THE slab of grey sand-stone, measuring 2' 1½” broad and I' 6½” high, which contains this inscription, was originally found fixed into a wall of the fort at Raipur, the head-quarters of the Raipur District in the Chhattisgarh Division of Madhya Pradesh. The inscription has been mentioned several times, first by Sir R. Jenkins in the Asiatic Researches, Vol. XV, p. 505, then by Sir A. Cunningham in this Archæological Survey of India Reports, Vol. XVII, p. 77, and finally by Dr. Kielhorn, who calculated the correct equivalent of its date in the Indian Antiquary, Vol. XIX, P. 26 and referred to it again in the Epigraphia Indica, Vol. II, p.230 in his article on the Khalāri stone inscription of Hari- brahmadēva.¹Dr. Kielhorn has also briefly noticed its contents² in the Indian Antiquary, Vol. XXII, p.83. The record is edited here for the first time from the original stone which is preserved in the Central Museum, Nagpur, and from inked estampages taken under my supervision.

The writing, which consists of 25 lines, covers a space measuring from 1' 10" to 1' 11" broad and I' 3" high. It is generally in a good state of preservation except that in lines 22-25 a few aksharas have been either damaged or completely lost owing to the breaking off of the proper right corner and of a few pieces from the bottom of the stone. The characters are Nāgarī. The size of the letters is about. 5".

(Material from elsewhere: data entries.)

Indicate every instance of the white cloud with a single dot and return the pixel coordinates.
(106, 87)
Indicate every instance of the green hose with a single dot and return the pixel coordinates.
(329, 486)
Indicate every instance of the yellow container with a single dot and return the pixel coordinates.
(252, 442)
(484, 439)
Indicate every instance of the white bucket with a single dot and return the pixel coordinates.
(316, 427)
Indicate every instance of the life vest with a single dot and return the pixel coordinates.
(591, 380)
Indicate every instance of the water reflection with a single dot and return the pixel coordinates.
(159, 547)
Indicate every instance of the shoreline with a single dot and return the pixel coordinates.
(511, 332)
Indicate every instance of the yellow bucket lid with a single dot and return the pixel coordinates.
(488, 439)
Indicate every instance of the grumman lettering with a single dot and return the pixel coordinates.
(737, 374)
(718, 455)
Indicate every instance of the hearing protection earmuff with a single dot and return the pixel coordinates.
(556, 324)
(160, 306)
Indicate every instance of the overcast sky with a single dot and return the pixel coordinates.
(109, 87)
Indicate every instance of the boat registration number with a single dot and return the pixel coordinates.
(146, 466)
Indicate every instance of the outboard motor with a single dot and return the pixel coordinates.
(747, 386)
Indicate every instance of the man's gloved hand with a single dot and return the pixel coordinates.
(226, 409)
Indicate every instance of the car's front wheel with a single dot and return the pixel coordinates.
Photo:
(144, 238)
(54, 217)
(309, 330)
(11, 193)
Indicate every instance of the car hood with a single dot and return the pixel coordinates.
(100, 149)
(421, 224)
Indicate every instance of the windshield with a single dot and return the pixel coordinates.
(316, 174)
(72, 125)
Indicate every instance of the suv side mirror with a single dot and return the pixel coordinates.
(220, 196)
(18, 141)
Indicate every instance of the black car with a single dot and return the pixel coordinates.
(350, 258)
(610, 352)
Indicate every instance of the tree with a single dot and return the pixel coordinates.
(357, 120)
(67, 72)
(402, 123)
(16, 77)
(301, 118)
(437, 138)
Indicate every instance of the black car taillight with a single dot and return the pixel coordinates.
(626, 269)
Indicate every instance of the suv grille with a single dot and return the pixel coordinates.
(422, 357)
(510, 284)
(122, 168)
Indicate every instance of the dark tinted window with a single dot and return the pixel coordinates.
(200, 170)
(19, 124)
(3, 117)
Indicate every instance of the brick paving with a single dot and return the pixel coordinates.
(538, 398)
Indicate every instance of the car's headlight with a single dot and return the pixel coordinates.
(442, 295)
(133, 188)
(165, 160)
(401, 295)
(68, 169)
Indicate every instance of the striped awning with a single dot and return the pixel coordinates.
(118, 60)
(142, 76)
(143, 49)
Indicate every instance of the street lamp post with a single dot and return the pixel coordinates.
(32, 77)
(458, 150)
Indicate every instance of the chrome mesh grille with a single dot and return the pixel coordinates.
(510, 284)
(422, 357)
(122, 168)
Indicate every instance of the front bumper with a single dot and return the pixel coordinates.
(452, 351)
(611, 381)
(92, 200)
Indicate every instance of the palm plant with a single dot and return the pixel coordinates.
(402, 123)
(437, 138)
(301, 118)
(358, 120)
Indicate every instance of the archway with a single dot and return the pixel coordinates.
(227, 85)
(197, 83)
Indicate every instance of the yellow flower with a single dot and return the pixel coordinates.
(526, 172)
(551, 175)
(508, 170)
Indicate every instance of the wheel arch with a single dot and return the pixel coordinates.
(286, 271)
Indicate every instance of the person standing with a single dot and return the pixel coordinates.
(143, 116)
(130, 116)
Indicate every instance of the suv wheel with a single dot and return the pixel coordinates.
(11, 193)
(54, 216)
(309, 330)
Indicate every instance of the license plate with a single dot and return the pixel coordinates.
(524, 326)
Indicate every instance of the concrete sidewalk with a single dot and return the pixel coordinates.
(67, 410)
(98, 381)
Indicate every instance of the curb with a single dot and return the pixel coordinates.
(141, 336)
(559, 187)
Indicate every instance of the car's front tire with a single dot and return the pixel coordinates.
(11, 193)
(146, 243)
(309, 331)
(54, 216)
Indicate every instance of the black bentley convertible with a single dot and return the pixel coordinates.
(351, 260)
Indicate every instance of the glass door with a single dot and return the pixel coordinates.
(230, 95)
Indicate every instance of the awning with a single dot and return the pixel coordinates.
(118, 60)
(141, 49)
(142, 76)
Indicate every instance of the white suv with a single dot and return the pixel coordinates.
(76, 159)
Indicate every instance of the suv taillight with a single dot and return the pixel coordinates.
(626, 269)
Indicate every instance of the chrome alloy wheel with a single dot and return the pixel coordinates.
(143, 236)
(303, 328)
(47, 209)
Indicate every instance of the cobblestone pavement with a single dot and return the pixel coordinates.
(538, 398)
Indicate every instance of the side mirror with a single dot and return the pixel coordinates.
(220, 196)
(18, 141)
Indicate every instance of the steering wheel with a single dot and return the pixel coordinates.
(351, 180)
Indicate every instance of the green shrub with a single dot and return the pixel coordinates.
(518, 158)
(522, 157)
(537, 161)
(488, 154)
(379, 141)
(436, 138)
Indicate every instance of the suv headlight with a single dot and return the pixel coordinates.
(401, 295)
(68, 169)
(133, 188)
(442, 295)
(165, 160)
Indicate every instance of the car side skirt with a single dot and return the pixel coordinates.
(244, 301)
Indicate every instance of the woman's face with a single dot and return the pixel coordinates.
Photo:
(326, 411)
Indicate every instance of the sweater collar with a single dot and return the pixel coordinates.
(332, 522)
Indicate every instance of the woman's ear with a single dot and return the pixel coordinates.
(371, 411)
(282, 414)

The language is very corrupt Sanskrit. Except for the opening obeisance to Gaṇēśa, Sarasvatī and the poet's preceptors in 1. I, the particulars of the date, the reigning king and some other details in 11. 9-12, the introductory and concluding expressions such as Nagara-varṇanāḥ, 1. 12, Vaṁśāvaliḥ, 1. 17 and ya(i)ti praśastiḥ samāptaḥ(tā) in 1. 25, the names of the Sūtradhāra and the writer in 1. 25, and the pious wish for the welfare of the world at the end, the inscription is metrically composed throughout. The verses, except the first two, are not numbered. Their total number is 23. Attention may be called here to the use in verse 11 of the Hindi metre Gītikā which is rare in Sanskrit poetry. The first eight verses eulogising the different deities are fairly good, but owing to the ignorance and carelessness of the writer, the record contains, even in this portion, innumerable mistakes. The correct text can, however, be restored here without much difficulty. The subsequent verses, descriptive of the genealogy of the king Brahmadēva and the Nāyaka Hājirāja, are even more incorrectly written. They abound in mistakes of orthography, euphony and grammar. The record being so full of errors, the exact relationship and even the names of the persons mentioned in it are, in several cases, open to doubt; but fortunately these cases occur towards the end of the inscription and in a portion which has little historical importance. As regards orthography, it is impossible and also unnecessary to enumerate all the mistakes which will be found corrected below in the footnotes to the transcribed text; but we may note the following peculiarities:-n is used for ṇ and vice versa ; see -nivāran-aika-, 1.1 and -paṁchãṇanaḥ, 1. 2 ; b is denoted by the sign for v throughout ; sh and kh are interchanged in some places; see sushadā, 11. 6-7 and -bhūkhaṇaṁ, 1. 9 ; the final n is wrongly

1 Below, No. 108.
2 Dr. Kielhorn has summarised the contents of only the earlier part of the praśasti which gives the royal genealogy. About the later part he remarks, “ The concluding lines of the inscription (18-25) have reference to the founder of the temple, Hājirāja, and are void of interest,' Ind. Ant., Vol. XXII, p. 83.